Re: Who Is Responsible For Present Day Jehadi Culture?

it is simple: economic disenfranchisement --> idle men --> confused admixture and consequent policies based on no-religion and no-culture ( vs. true Islam as a religion and true Muslim Culture of peace and prosperity) --> lawlessness in the country --> outside intrusion and hegemony --> more political and economic pressures --> corruption --> insecurity --> occupation by opportunists --> weakened nation --> no way out but to be killed or be destructive

this cycle has to be changed or else Muslims may not be a strong nation and be able to confidently protect the faith.

Re: Who Is Responsible For Present Day Jehadi Culture?

**Who is responsible for Jihadi culture?

Hint! the answer starts with "J".

**Jihadis themselves are responsible for this medieval behavior. Unless off course we think Jihadis are made of plastic.

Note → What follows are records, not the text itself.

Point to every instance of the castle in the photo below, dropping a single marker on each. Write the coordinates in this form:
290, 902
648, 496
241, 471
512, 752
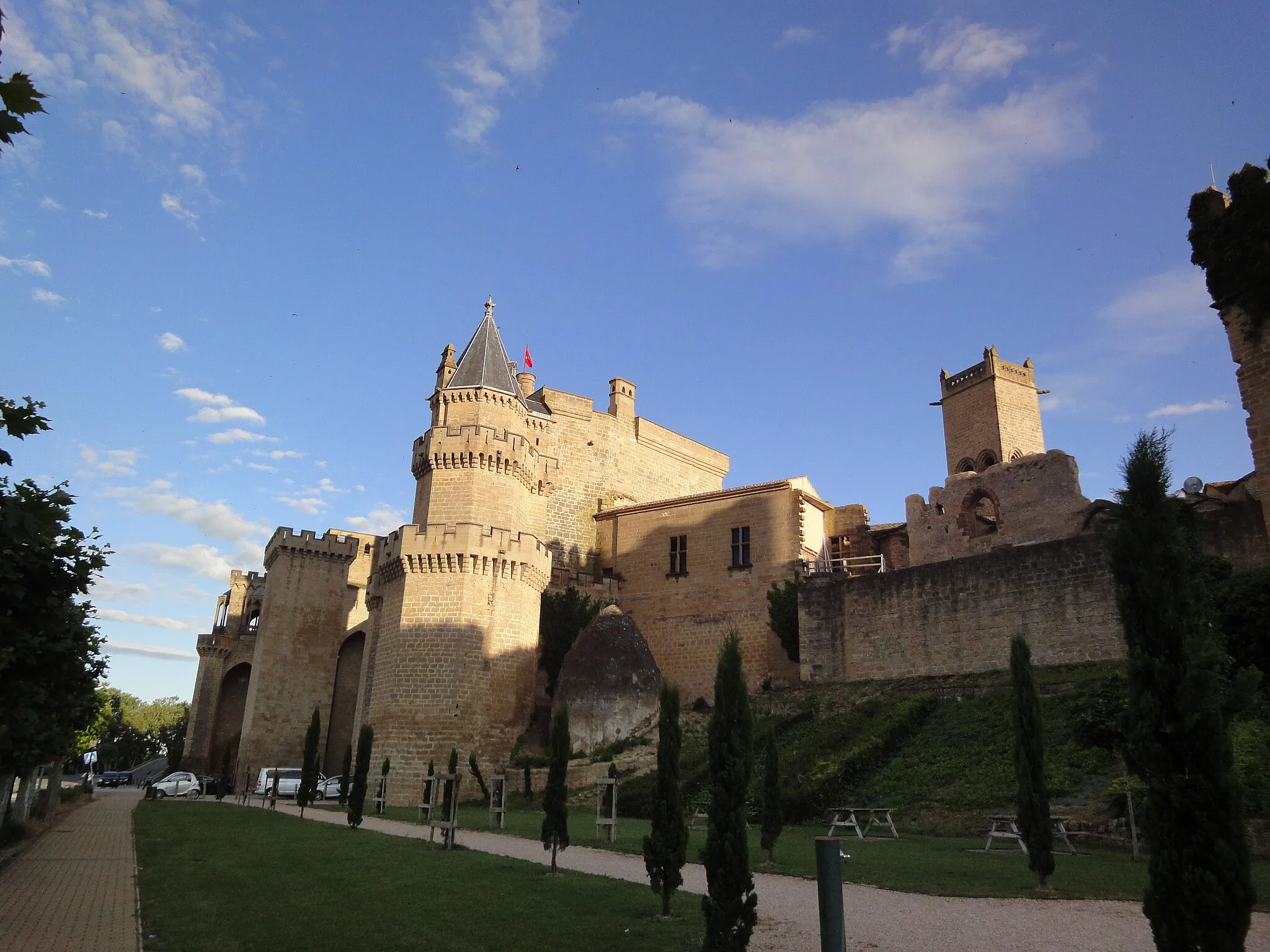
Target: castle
431, 632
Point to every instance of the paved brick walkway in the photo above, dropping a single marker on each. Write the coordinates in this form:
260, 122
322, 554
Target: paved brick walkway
75, 889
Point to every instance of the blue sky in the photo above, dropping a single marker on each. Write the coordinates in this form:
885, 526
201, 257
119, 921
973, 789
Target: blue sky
231, 253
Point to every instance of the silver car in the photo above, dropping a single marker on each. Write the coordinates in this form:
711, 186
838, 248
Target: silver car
178, 785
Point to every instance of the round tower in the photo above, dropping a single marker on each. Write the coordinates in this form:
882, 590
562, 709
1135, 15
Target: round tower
458, 593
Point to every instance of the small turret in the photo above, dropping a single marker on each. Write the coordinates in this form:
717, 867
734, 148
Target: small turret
446, 369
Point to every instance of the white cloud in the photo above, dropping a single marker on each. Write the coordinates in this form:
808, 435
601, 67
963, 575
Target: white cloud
216, 519
381, 521
111, 591
150, 50
309, 506
109, 462
928, 165
796, 36
239, 436
1160, 314
963, 51
1188, 409
153, 621
201, 397
228, 414
131, 648
198, 559
172, 205
171, 342
508, 42
25, 265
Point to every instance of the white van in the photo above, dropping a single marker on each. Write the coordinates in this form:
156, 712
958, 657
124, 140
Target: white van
288, 781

Mullahs and Jihadis earned dollars to fight Commies. Once the commie project was folded away, Jihadi refused to stop and now we have a mess at our hands.

A thieve cannot get away by saying Tony forced me to steal. He steals because of his own desires.

Same way a rabid Jihadi doesn't follow orders of Zia or Musharraf. He follows his own desire to meet 72 hooris.